Della Valle has always waved the Made in Italy flag and sees opportunities ahead for the country, protecting its heritage and unique craftsmanship. Asked to comment on the increasing spirit of collaboration between brands and the acquisitions made to support small and medium-sized companies, such as that of Prada and the Ermenegildo Zegna Group partnering to buy cashmere specialist Filati Biagioli Modesto, Della Valle replied simply: “We must all work together, without wasting any time.”

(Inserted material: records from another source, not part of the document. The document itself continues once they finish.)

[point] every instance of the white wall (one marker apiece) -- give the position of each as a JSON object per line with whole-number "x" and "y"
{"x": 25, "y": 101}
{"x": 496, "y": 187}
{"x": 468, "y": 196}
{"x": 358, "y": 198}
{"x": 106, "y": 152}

Incidentally, asked about potential developments in the wake of LVMH Moët Hennessy Louis Vuitton upping its stake in the Tod’s Group in April to 10 percent, Della Valle once again pointed to the longtime friendship with the French group’s chairman and CEO Bernard Arnault. “And I sit on the board of LVMH. Any other comment is price sensitive,” he demurred, since both LVMH and Tod’s are publicly listed.
He acknowledged the opportunities offered by the European Union’s pandemic Recovery Fund and the Italian government’s 220 billion-euro PNRR, the Recovery and Resilience Plan mapped out by Prime Minister Mario Draghi, but he also underscored the importance of giving back and redistribution. “It’s a moment that requires social conscience and social responsibility.” He is aware that the younger generations are increasingly watchful and attentive to social sustainability and, in this light, Tod’s has asked digital entrepreneur Chiara Ferragni to be a member of its board, as reported. “She will help us identify solidarity projects,” Della Valle underscored.
He said he hoped the funds earmarked by the government will help protect small and medium-sized companies, but also expressed his confidence in the “autonomy” of the fashion industry, which has for the most part relied on its own resources for years. Della Valle believes the European funds could help companies in terms of research and development and new technologies.
The latter has been top of mind for Della Valle, who has been spearheading a digital transformation of his group. He candidly admitted he did not initially believe the online platforms were “appropriate” to sell luxury goods, but he has clearly changed his mind. “Omnichannel is the only way forward.”
The digital world has also been helping to change Tod’s communication and relate the new product offer, but Della Valle once again stressed the restoration of the Colosseum was an initiative “for the country, with no commercial or marketing return.” In fact, he noted that the project has lived through seven different ministers, but always with the support of the government — despite some initial glitches — “because this is a watertight operation,” conceived to support an iconic monument for the country.
In 2011, Della Valle said he was pledging 25 million euros for the restoration of the Colosseum and on Friday, asked to comment on the figure, he confirmed it, with no changes.
The restoration works at the Colosseum. A.Tagnani – courtesy image
The first part of the works on the Colosseum started in September 2013 and were completed in 2016 with the restoration of the external facade, and in this second phase, which began in December 2018, a 525-foot-long walkway was installed in the monument, opening up an area that had never been accessible to visitors before.
The Colosseum’s hypogea extend for about half a hectare and are surrounded by a perimeter wall and 14 partitions that identify a network of corridors. The central corridor housed the machines and equipment necessary for the performance of the shows at the venue, which could accommodate between 50,000 and 75,000 spectators. After 781 days from the opening of the construction site and more than 55,700 hours of work, the restoration sees the recovery of an area that spans 162,000 square feet, which will be open to the public starting on Saturday. A total of 81 people — including 45 restorers, 14 archaeologists, 13 construction workers, four engineers, three architects and two surveyors — were involved in this second phase.
“I saw the Colosseum when I was 10 years old with my parents,” said Della Valle’s brother Andrea, vice chairman of the group, at the end of the event, clearly moved by the experience. “They are no longer here and I wonder how they would feel about all this.” Pride, it’s safe to say.